Lowe's was running customer support through a third-party chatbot with limited customization, off-brand UI, and an invasive invite that customers hated. We replaced the whole system — designing an in-house chatbot from scratch, aligned to V3 design standards, capable of selling products in conversation.
Customer Support Chatbot
Product Designer
Design & Prototyping
May 2022 – Aug 2023
15 months
Marcus Risch · Kishore I. (PM) · Michael K. (Content) · Lenore W. (Research) · Janardhan M. (Dev Lead)
Third-party chatbot: off-brand UI, no customization, intrusive chat invite generating negative user feedback.
1.5B total visits. 4.7M chat participants. Positive feedback from users and live agents alike.
Lowe's customer support chatbot was powered by a third-party vendor. The system worked — barely — but it was a UX liability: visually disconnected from the rest of Lowes.com, incapable of reflecting Lowe's V3 design standards, and saddled with a chat invite that appeared in the bottom-right corner of every page and actively annoyed customers.
The business case was clear: Lowe's wanted to sell products through the chatbot experience, enable richer agent-side tooling, and bring the full interaction surface in-house. A rebuild was the only path.
Problem 1: Inconsistent experience. The third-party system offered limited customization. Colors, typography, component shapes — none of it matched Lowe's V3 standards. For customers switching between the chatbot and the main site, the disconnect was jarring. It eroded trust in the support experience.
Problem 2: An invasive chat invite. The initial chat invitation — the bottom-right prompt that appears when a customer lands on Lowes.com — was oversized, intrusive, and off-brand. User feedback was consistently negative: customers found it distracting, annoying, and disconnected from the site's visual language.
Side-by-side: legacy third-party system (left) vs. redesigned in-house system (right)
The redesign started with a full audit of the existing chatbot — every state, every component, every interaction pattern documented and mapped against the V3 design system. This gave us a complete inventory and a clear picture of where the design debt was deepest.
We approached the rebuild component-first rather than screen-first: product card → store card → chat invite → menu tray → quick-select messages → payment form. Each component was designed independently with its own interaction spec, then integrated into the full flow.
The product card was the anchor component — Lowe's wanted to enable product sales through the chatbot, so everything else needed to work at the same density and visual quality as the product card.

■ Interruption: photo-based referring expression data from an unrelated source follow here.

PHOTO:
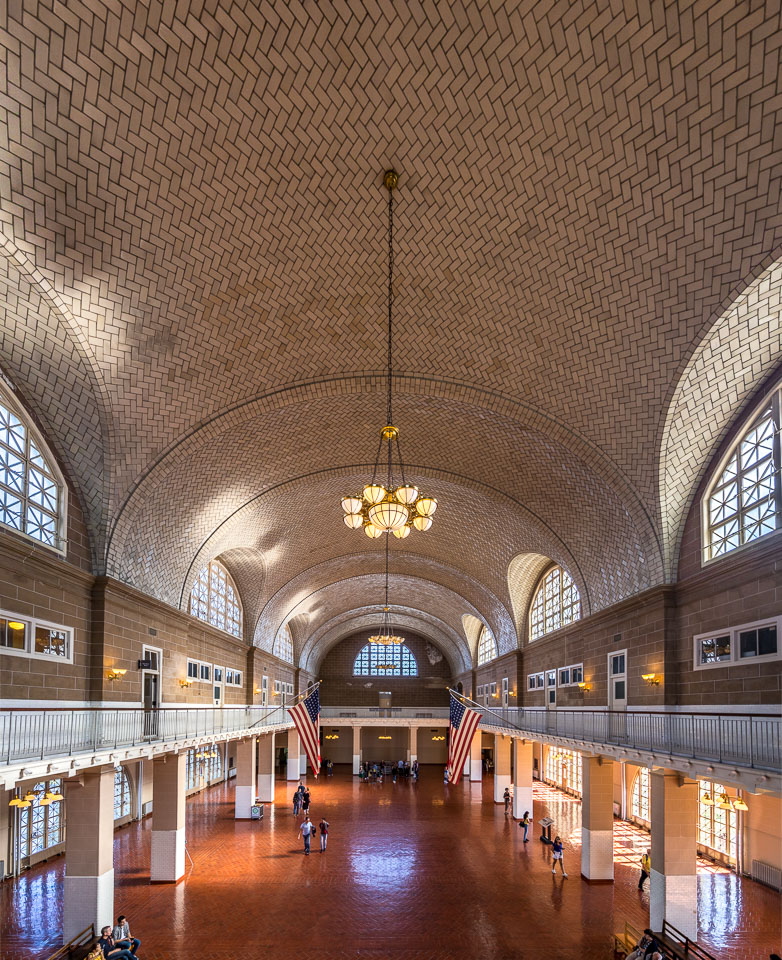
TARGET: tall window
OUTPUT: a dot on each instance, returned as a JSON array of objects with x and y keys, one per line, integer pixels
[
  {"x": 716, "y": 827},
  {"x": 487, "y": 646},
  {"x": 214, "y": 598},
  {"x": 639, "y": 797},
  {"x": 283, "y": 645},
  {"x": 375, "y": 660},
  {"x": 744, "y": 502},
  {"x": 121, "y": 794},
  {"x": 556, "y": 603},
  {"x": 40, "y": 825},
  {"x": 32, "y": 494}
]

Getting that right first set the standard for everything that followed.
Prototyping was done in Figma throughout, with working prototypes handed to engineering for each component before the next was started. This parallel track compressed the timeline significantly.

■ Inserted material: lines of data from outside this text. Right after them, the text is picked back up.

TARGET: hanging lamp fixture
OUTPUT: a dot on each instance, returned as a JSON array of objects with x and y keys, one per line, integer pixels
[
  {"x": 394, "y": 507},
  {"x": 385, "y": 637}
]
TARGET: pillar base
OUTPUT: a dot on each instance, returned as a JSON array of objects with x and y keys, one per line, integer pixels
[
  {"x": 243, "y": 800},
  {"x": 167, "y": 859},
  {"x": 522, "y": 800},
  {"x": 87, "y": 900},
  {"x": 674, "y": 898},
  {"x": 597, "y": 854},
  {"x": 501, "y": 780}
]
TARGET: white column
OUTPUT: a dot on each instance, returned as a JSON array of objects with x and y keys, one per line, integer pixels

Product card carousel — the foundation component for in-chat commerce
The redesigned chatbot launched as the primary customer support interface on Lowes.com — replacing the third-party system entirely. At scale, it handled 1.5 billion total visits and engaged 4.7 million chat participants.
The qualitative feedback from both users and live agents was positive — the first time the chatbot had received consistent praise rather than complaints. The V3-aligned design removed the jarring context-switch between the main site and support. The minimized invite reduced the volume of negative feedback about intrusiveness.
Beyond the customer-facing win, the rebuild gave Lowe's full ownership of the chatbot design system — enabling future iteration without vendor constraints, and establishing the product card framework for potential in-chat commerce expansion.